My husband’s family is Italian for the most part. In fact, I remember a family dinner with my in-laws during which my brother-in-law announced that the family wasn’t so very Italian. I remember it vividly because I thought my father-in-law was going to choke on his macaroni. While my husband and his parents are certainly proud of their Italian heritage, my husband’s great grandparents were bound and determined to assimilate into American society. That is why when they got to America, they insisted that everyone speak English all the time. Their native tongue was soon lost.
Now, I want my boys to learn Italian. The only problem is that there is no one to teach them. So, I’ve spent a small fortune on DVDs, CDs, and books for us (yes, I’m trying to learn too). I’ve been fairly disappointed for the most part. I’d hate for you to make the same mistakes whether your trying to teach your kids Spanish, French, or Pig Latin. So, let me break it down for you:
This is one of the first DVD sets I purchased. I watched the commercials, considered that it was connected to the BBC, and thought certainly I had found the Rosetta Stone for kids. Not so. The set came with vocabulary DVDs and story DVDs. The vocabulary words featured on the vocabulary DVDs are not particularly relevant to the story and the story is a bore. The illustrations aren’t even good. We spend about $100 on this set and my kids couldn’t care less. Total bust.
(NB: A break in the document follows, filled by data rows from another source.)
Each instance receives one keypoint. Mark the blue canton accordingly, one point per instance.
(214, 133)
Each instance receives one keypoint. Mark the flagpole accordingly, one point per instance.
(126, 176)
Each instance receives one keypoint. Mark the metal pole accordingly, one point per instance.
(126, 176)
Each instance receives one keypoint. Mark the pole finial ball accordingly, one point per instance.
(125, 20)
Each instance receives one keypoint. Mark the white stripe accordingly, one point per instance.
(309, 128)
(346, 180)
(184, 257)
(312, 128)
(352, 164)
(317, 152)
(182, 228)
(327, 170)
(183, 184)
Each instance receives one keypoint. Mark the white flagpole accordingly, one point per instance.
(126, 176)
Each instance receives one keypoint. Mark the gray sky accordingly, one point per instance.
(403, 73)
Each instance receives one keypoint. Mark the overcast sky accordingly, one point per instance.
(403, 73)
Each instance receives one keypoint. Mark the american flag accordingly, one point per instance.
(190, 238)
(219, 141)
Italian for Kids by Language Tree
Next I bought the Language Tree videos in part because they seemed so much more affordable (around $25). The problem with these DVDs is that the actors speak so quickly and with very little explanation, that comprehending what they say is impossible even for me. The videos are interactive, but my young kids can’t use the remote to play along. Plus, I like to use DVDs in the car more than I do at home, so the interactive feature is useless. Bust #2.
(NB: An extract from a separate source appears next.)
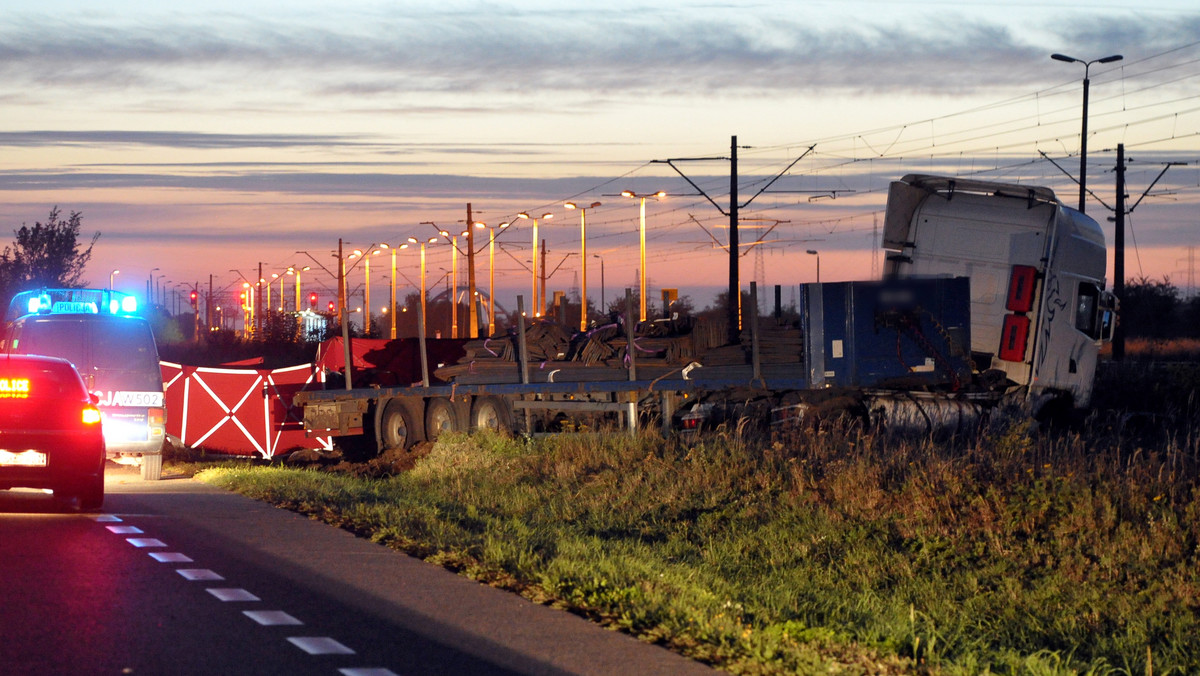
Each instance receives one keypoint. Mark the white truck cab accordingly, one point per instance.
(1038, 305)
Now we’re getting somewhere. I like the Professor Toto DVDs. Professor Toto tries to teach kids simple concepts and speaks more slowly than Language Tree. Still, it is a little fast, but because I can follow the story, unlike Muzzy, I can figure it out. The Professor teaches kids first words in a foreign language just like they would learn in their native language, like colors. This is a good purchase.
Little Pim is my favorite of all the DVDs. The videos mix a loveable panda with real life kids and focus on concepts young kids can understand, like playtime and eating. The narrator speaks slow enough that I can actually understand the words and the shows are interesting enough to hold a child’s attention. Best ones yet!
Teach Your Baby Italian CD
This CD has done more for our Italian than anything else. The first few tracks teach vocabulary words a mom would find useful, for example bottle, milk, diaper, etc. The best thing, though, is the last track that teaches you how to say phrases you often use with a kid, like “No touching!” or “Are you hungry?” People think I’m fluent when I’m talking to my kids because I can ask “Are you finished?” and “What color is this?” Oh, and the boys can answer. Even better. It didn’t take long for me to start speaking fluent baby-Italian. This is the best bang for the buck!
Good luck teaching your little ones a foreign language. If you have an aid that you like, please share. Until then, ciao!